Regarding (1), the VRN loss is not intended to serve as a standalone training objective. It is designed to regularize standard contrastive losses, and cannot learn meaningful representations on its own.

Regarding (2), we report statistics from models trained with sigmoid loss (in Example 5.4), which uses only cross-view negatives. In this case, a large fraction of negative pairs have similarities below the threshold of 1n1-\frac{1}{n-1}, where nn is the sample size. This indicates over-separation. When the loss is modified to include both cross-view and within-view negatives, this issue is mitigated, as shown below:

Negative-pair typeRatio below threshold (%)
cross-view69.30
cross-view & within-view66.88

Table 2 Negative pair similarity in models pretrained with sigmoid loss.
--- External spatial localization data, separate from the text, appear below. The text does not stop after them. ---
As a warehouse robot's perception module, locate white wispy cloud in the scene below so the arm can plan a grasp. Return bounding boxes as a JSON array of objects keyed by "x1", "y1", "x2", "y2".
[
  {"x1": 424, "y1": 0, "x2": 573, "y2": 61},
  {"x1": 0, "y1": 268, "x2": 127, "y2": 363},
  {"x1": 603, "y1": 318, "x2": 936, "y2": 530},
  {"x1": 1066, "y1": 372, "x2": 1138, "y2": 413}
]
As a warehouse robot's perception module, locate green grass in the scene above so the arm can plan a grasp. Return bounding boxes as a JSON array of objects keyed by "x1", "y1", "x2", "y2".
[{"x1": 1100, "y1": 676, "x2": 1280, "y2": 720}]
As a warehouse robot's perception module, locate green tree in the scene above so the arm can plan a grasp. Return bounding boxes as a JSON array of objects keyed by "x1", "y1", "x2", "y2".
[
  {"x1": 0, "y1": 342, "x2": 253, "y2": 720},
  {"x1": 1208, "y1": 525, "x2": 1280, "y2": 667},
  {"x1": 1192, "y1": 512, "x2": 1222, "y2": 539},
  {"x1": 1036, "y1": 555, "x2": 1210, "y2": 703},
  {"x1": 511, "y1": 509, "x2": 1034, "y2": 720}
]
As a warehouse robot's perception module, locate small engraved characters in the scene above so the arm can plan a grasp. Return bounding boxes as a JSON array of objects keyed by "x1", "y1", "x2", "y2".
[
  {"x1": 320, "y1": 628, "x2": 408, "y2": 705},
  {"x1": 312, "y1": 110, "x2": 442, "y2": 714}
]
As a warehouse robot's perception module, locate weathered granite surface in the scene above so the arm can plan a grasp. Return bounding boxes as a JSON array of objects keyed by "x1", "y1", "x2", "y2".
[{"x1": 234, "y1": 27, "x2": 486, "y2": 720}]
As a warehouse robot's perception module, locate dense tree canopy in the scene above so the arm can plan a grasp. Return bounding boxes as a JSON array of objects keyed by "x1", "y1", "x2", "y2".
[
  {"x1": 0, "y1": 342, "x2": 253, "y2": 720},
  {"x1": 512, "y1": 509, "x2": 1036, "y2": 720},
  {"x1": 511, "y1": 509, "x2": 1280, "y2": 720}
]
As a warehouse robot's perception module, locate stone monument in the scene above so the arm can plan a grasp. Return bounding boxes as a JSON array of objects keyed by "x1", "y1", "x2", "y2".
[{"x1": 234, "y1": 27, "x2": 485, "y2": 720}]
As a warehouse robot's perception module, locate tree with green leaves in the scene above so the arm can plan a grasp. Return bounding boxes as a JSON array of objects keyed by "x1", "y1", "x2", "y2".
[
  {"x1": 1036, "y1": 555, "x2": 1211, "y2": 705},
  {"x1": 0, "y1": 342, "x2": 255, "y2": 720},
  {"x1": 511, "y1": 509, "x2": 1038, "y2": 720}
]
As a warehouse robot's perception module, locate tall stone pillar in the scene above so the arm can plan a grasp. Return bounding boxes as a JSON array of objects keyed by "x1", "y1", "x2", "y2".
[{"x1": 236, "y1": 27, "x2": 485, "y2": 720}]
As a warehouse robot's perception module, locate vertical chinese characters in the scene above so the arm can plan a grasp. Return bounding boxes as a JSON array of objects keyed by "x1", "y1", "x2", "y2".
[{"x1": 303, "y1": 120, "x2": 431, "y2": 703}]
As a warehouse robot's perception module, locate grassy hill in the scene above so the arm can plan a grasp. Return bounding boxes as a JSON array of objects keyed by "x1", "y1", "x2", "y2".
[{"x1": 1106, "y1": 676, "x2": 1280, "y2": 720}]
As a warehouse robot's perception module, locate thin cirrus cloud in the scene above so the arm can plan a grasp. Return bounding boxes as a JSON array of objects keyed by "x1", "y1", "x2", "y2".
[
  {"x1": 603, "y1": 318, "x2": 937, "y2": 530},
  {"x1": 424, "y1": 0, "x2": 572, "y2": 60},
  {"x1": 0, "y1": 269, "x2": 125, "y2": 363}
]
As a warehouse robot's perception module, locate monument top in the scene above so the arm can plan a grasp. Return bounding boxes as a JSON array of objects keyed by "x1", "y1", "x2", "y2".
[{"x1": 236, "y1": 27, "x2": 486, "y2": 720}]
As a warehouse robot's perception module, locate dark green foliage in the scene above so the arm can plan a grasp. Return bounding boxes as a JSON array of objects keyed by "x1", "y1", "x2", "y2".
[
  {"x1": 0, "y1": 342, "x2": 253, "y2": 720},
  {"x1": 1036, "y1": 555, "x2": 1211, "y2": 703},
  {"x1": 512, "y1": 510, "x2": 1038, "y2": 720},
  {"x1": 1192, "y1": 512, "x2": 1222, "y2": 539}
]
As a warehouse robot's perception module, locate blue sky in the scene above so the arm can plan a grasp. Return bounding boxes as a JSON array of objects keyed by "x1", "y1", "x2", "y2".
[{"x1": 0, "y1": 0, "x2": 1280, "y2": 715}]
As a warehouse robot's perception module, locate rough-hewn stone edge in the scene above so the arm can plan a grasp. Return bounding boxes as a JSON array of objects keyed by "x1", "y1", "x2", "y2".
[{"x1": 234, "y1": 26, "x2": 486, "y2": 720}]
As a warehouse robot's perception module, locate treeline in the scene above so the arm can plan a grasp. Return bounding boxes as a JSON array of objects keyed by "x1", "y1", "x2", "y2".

Please let us know if this interpretation differs from your intent — we would be glad to clarify further.


Q2. Is there any toy experiments?

Please see E1 in our response to Reviewer qfkv.

最终决定

This paper theoretically studies contrastive learning when negative pair are too close to each other, and mitigates the issue of the suboptimality by the variance reduction. Though a few reviewers initially had a concern about how the theoretical/empirical findings will be affected when it comes to the mini-batch setting, the authors have adequately addressed their concerns. Thus, I recommend this submission for acceptance.